Hadoop

Apache Hadoop is an open-source software framework written in Java for distributed processing of large data sets (being processed by MapReduce).

Links

Book Hadoop: The Definitive Guide with example code

The idea - MapReduce

You have very large input files. Those files can be split and each chunk can be processed seperately. Each map run will take one part of the input and map it into a key value pair. In the shuffle step the results from map runs is grouped by its key and assigned to a reduce process. Finally the reduce step will do something with the key value pairs it got. If there is more than one reduce run for a key their results are fed again into a reduce run. The map and reduce steps can be distributed to a lot of different nodes (computer) and a distributed file system helps to send the data to them and get the results back.
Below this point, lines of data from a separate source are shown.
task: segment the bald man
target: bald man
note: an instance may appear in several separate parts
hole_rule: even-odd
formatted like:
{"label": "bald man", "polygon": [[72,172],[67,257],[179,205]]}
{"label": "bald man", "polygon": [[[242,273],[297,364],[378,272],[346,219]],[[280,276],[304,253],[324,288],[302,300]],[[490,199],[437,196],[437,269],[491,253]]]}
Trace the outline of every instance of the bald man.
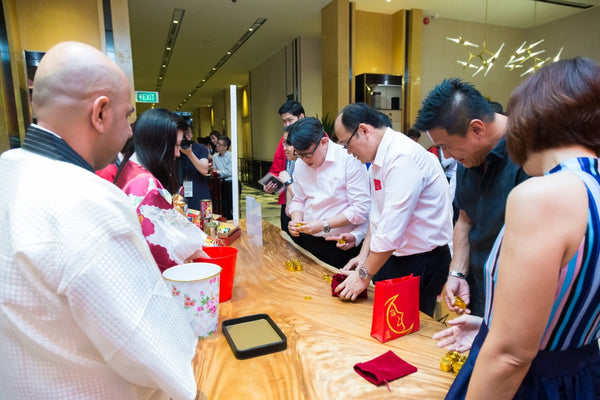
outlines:
{"label": "bald man", "polygon": [[195,398],[197,340],[127,196],[94,174],[131,136],[125,75],[60,43],[33,109],[22,148],[0,157],[1,396]]}

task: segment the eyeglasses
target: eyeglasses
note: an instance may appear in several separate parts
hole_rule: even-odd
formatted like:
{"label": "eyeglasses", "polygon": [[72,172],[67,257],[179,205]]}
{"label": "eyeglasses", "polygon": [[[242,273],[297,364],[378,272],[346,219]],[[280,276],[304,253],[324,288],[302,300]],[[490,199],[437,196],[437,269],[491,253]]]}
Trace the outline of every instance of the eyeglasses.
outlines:
{"label": "eyeglasses", "polygon": [[358,126],[356,127],[356,129],[354,130],[354,132],[352,132],[352,135],[350,135],[350,138],[346,141],[346,144],[344,144],[342,147],[344,147],[344,149],[348,149],[348,145],[350,144],[350,141],[352,140],[352,138],[354,137],[354,135],[356,135],[356,132],[358,132]]}
{"label": "eyeglasses", "polygon": [[[323,139],[322,136],[321,136],[321,139]],[[317,142],[317,145],[310,153],[296,153],[296,151],[294,150],[294,155],[297,157],[300,157],[300,158],[306,158],[307,160],[310,160],[312,158],[312,156],[315,154],[315,151],[317,151],[317,149],[319,148],[319,145],[321,144],[321,139],[319,139],[319,141]]]}

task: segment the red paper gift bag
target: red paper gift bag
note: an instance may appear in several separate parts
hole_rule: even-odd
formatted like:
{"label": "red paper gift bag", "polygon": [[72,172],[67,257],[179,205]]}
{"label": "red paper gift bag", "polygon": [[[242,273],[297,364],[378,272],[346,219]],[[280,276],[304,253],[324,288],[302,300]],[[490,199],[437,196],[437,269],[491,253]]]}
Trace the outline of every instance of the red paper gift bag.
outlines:
{"label": "red paper gift bag", "polygon": [[419,330],[419,277],[375,282],[371,336],[381,343]]}

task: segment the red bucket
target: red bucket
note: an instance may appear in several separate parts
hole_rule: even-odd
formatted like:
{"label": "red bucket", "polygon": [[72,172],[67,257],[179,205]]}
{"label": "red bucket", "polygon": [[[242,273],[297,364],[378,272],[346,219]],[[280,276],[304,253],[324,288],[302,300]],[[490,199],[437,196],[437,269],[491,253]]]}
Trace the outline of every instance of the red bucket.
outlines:
{"label": "red bucket", "polygon": [[204,247],[202,250],[210,258],[198,258],[196,262],[217,264],[221,270],[221,285],[219,287],[219,303],[231,299],[233,293],[233,278],[238,250],[235,247]]}

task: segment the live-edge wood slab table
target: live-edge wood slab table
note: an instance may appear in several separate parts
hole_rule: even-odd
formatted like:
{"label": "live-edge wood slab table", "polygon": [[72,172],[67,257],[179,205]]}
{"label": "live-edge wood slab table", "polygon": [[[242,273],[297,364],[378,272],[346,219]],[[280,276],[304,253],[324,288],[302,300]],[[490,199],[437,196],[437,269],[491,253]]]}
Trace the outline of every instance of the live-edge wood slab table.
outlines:
{"label": "live-edge wood slab table", "polygon": [[[200,339],[194,358],[197,399],[443,399],[454,374],[440,370],[445,350],[431,336],[442,325],[421,314],[421,329],[380,343],[370,336],[373,289],[368,300],[331,296],[323,275],[335,273],[307,257],[263,221],[263,247],[252,245],[244,229],[232,246],[239,250],[233,297],[219,305],[219,329]],[[290,272],[286,260],[298,259],[303,271]],[[287,336],[287,349],[237,360],[223,333],[229,318],[266,313]],[[388,350],[418,368],[414,374],[375,386],[354,364]]]}

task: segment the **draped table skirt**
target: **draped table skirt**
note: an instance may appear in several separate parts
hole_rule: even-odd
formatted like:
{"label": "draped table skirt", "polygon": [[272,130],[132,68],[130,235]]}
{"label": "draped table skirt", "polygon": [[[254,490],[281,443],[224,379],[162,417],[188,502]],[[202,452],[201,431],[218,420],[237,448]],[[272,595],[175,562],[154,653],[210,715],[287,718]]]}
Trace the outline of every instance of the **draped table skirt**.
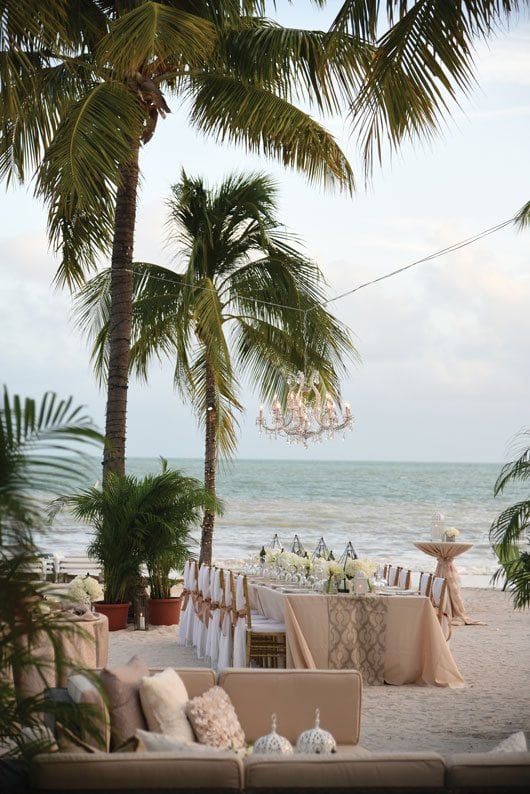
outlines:
{"label": "draped table skirt", "polygon": [[360,669],[365,683],[464,683],[428,598],[249,591],[254,609],[285,622],[288,667]]}

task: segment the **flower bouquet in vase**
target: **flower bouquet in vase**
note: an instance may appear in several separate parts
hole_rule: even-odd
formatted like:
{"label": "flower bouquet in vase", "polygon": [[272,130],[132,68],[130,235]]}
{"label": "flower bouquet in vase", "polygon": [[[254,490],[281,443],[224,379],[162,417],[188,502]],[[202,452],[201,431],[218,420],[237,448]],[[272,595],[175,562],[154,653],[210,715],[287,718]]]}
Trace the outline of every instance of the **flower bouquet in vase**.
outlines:
{"label": "flower bouquet in vase", "polygon": [[446,543],[454,543],[459,535],[460,532],[456,527],[447,527],[443,534],[443,540]]}

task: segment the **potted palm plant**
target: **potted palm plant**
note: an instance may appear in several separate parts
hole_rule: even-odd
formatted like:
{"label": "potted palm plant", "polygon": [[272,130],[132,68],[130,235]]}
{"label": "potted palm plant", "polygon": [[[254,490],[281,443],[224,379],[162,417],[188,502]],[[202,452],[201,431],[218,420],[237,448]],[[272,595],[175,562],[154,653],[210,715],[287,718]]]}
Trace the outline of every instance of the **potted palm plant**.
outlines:
{"label": "potted palm plant", "polygon": [[135,540],[141,512],[139,481],[111,473],[103,490],[87,488],[64,497],[61,503],[94,529],[87,552],[103,569],[103,602],[97,602],[98,612],[107,615],[110,631],[126,628],[129,595],[141,579],[142,560]]}
{"label": "potted palm plant", "polygon": [[167,468],[144,479],[145,500],[137,542],[147,567],[150,588],[149,620],[153,625],[175,625],[180,618],[180,597],[171,596],[171,574],[181,571],[190,557],[191,529],[206,507],[219,512],[219,503],[193,477]]}

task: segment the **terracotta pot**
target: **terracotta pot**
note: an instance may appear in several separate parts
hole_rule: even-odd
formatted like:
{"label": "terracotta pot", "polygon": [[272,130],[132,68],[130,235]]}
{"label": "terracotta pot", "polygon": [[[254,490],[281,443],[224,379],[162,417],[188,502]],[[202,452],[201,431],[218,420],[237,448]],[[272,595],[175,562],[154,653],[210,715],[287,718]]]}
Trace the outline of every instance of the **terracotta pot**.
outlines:
{"label": "terracotta pot", "polygon": [[109,631],[119,631],[127,628],[127,615],[129,614],[130,603],[126,604],[94,604],[96,612],[106,615],[109,619]]}
{"label": "terracotta pot", "polygon": [[176,626],[179,620],[180,596],[149,599],[149,623],[152,626]]}

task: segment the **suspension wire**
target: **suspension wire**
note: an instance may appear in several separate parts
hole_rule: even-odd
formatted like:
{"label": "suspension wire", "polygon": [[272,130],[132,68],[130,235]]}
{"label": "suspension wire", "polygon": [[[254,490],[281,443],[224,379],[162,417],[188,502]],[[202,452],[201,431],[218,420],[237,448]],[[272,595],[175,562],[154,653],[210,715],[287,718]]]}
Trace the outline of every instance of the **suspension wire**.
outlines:
{"label": "suspension wire", "polygon": [[[504,229],[506,226],[514,223],[516,221],[516,217],[508,218],[506,221],[502,221],[501,223],[496,224],[495,226],[490,226],[488,229],[484,229],[481,232],[473,235],[472,237],[467,237],[464,240],[460,240],[457,243],[453,243],[452,245],[448,245],[446,248],[441,248],[439,251],[435,251],[432,254],[428,254],[427,256],[422,257],[421,259],[416,259],[414,262],[410,262],[408,265],[404,265],[403,267],[397,268],[397,270],[392,270],[390,273],[385,273],[382,276],[378,276],[377,278],[371,279],[370,281],[365,281],[363,284],[359,284],[357,287],[353,287],[353,289],[347,290],[346,292],[341,292],[339,295],[335,295],[334,298],[328,298],[325,301],[317,301],[314,306],[311,306],[308,309],[302,309],[299,306],[289,306],[283,303],[274,303],[272,301],[265,301],[260,300],[259,298],[252,298],[254,303],[262,304],[263,306],[271,306],[275,309],[290,309],[291,311],[298,311],[304,314],[304,333],[306,329],[306,316],[308,312],[313,311],[316,308],[327,306],[329,303],[334,303],[335,301],[342,300],[342,298],[346,298],[349,295],[353,295],[355,292],[359,292],[359,290],[364,289],[365,287],[371,287],[373,284],[378,284],[380,281],[385,281],[386,279],[393,278],[394,276],[399,275],[400,273],[404,273],[406,270],[410,270],[413,267],[417,267],[418,265],[424,264],[425,262],[432,262],[434,259],[439,259],[446,254],[453,253],[454,251],[459,251],[461,248],[466,248],[468,245],[472,245],[473,243],[482,240],[484,237],[489,237],[492,234]],[[135,273],[134,270],[130,270],[127,268],[129,273]],[[184,276],[181,276],[179,273],[175,273],[171,271],[173,276],[180,278],[181,281],[184,281]],[[153,281],[163,281],[167,283],[168,279],[164,276],[151,276]],[[212,287],[202,287],[197,285],[195,289],[202,289],[207,292],[216,292],[216,290]]]}

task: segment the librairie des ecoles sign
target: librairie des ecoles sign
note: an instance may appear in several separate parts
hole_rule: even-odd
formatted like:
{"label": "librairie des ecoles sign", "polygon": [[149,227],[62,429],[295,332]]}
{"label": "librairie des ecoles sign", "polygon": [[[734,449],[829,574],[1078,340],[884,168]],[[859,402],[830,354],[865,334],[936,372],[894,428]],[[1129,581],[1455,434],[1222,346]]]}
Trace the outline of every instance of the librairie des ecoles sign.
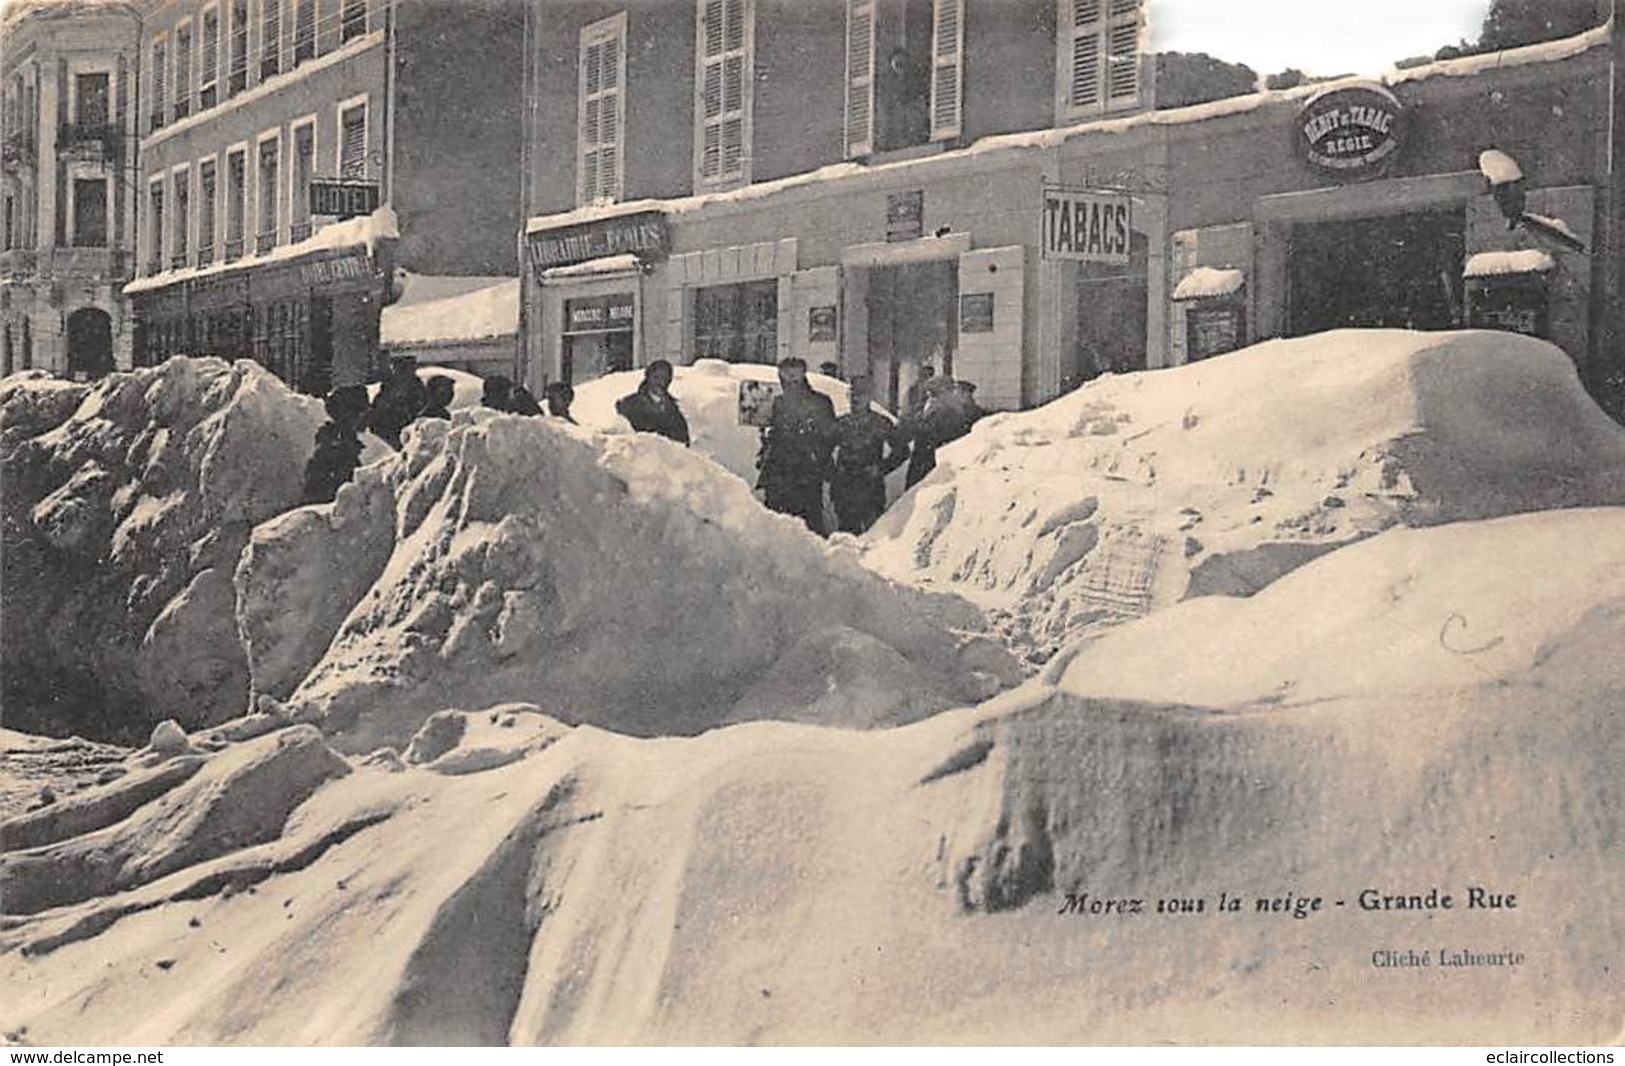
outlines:
{"label": "librairie des ecoles sign", "polygon": [[1127,193],[1047,188],[1041,228],[1045,259],[1127,266],[1134,200]]}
Setting up Hadoop and getting started

Read here how to set up Hadoop.

The standalone mode

Does not really use the whole distribution thing but is easy to set up and also easy to debug. Once it works it's easy to switch. So just set a an Java Eclipse project, add some jars from the Hadoop installation and copy the Hadoop example from below into a class. Start the main method and it should start right away. The example from below will expect two parameters, the input folder and the not yet existing output folder.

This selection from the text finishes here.